Foreign Policy Research Institute A Nation Must Think Before it Acts Foreign Policy in the Metaphysical Mode
Foreign Policy in the Metaphysical Mode

Foreign Policy in the Metaphysical Mode

Library of Law and Liberty
Review: Anders Fogh Rasmussen, Civil Religion, Progressivism, Robert Kagan, The Tragedy of U., The Will to Lead, Walter McDougall

A populist backlash against globalization during 2016 brought a series of events culminating with Donald Trump’s surprise victory in the U.S. presidential election. The results marked a sharp break with a muscular form of liberal internationalism committed to spreading democracy and promoting human rights that guided policy since the 1990s. That establishment consensus spanned center-Right and center-Left opinion. Critics lacked traction until failure in the Middle East and a global economic crisis brought widespread disillusionment. American voters lately rejected both Republicans and Democrats campaigning on their parties’ version of the consensus while choosing instead an outsider with the provocative slogan, “America First.”

The outcome must dismay Anders Fogh Rasmussen, the former Danish premier and NATO Secretary General, who penned an extended appeal for American leadership in upholding liberal internationalism. Claiming a voice, if not a vote, in the presidential election, Rasmussen urged Americans not to withdraw from global leadership. Pointing to a world on fire with conflicts from Ukraine to East Asia, he warned that American reluctance to use hard power encourages aggression and authoritarianism at democracy’s expense. Like nature, power abhors a vacuum. If the United States fails to lead other democratic countries in upholding liberal norms, other powers will fill the gap to promote their own illiberal ambitions.

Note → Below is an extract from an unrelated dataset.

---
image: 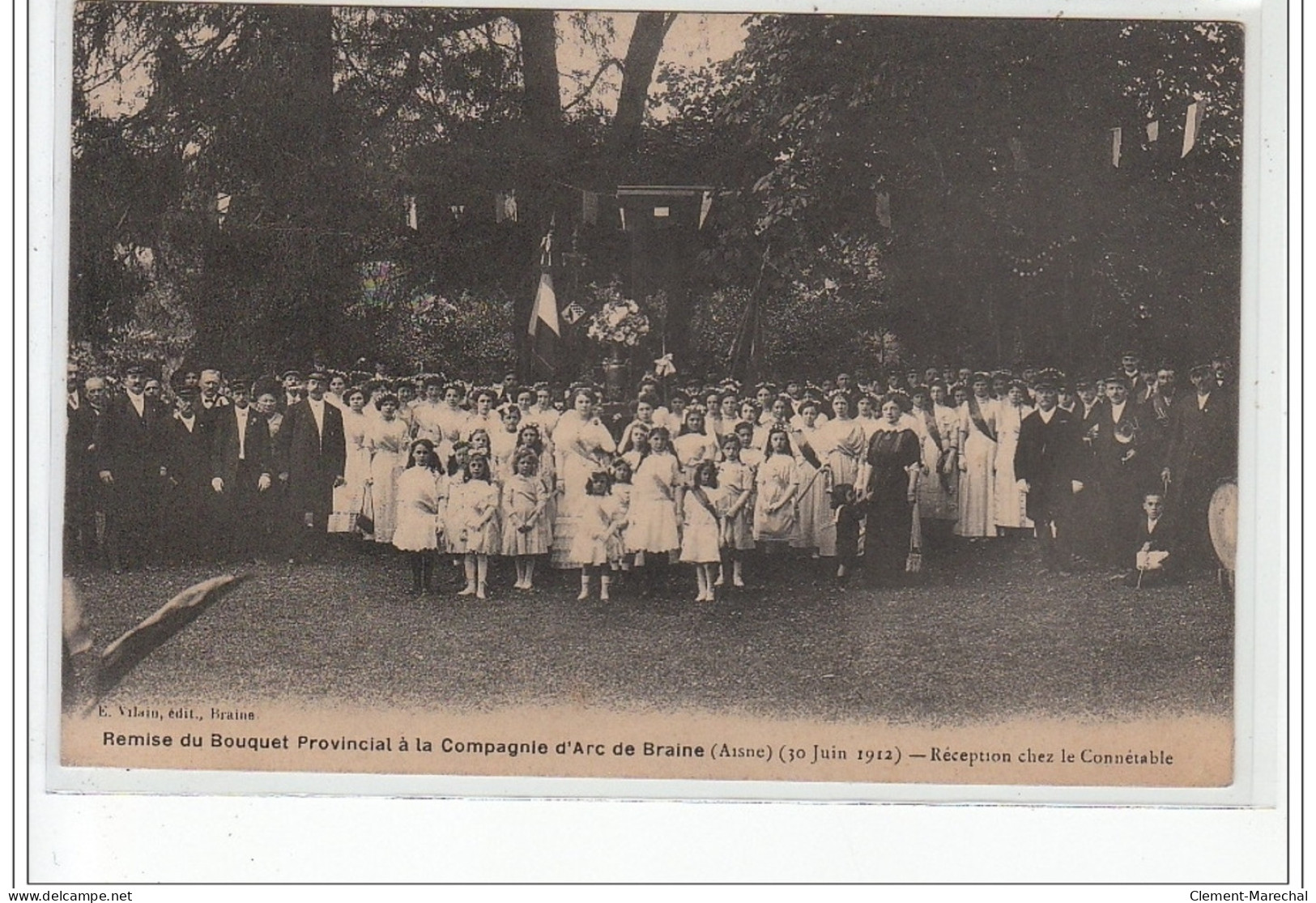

Rasmussen’s slim volume takes what he calls the lessons of the 20th century as a starting point. World War II showed that appeasement encouraged oppression and only postponed conflict. The Cold War, by contrast, demonstrated how resolute leadership could resist totalitarianism and then contain it to collapse from its own contradictions. Rasmussen frames an account of America’s role around the examples of Harry Truman, John Kennedy and Ronald Reagan. Aspects of their presidencies offer points to press his case. Dwight Eisenhower and Richard Nixon—both internationalists—fit the arguments less smoothly, even though Nixon’s adjustment of American policy to global challenges after Vietnam offers a better parallel to current difficulties.  Those lessons, however, do not further Rasmussen’s case.

Truman set up multilateral institutions, particularly the United Nations, the International Monetary Fund, and NATO, that provided a rules-based international system. He also committed the United States to aid democratic nations resisting Soviet Communism. Truman took risks in shaping institutions in America and preventing chaotic rivalry from dividing the West. Filling the leadership gap after World War II, Rasmussen insists, sets Truman alongside Abraham Lincoln. Here Rasmussen invokes Robert Kagan’s argument in Dangerous Nation: America’s Place in the Word from its Earliest Days to the Dawn of the Twentieth Century (2006) that the United States has always been strongly internationalist with “a deep sense of mission beyond geographical boundaries.” Far from an aberration in U.S. history, Truman’s internationalism by his reading put principle into action.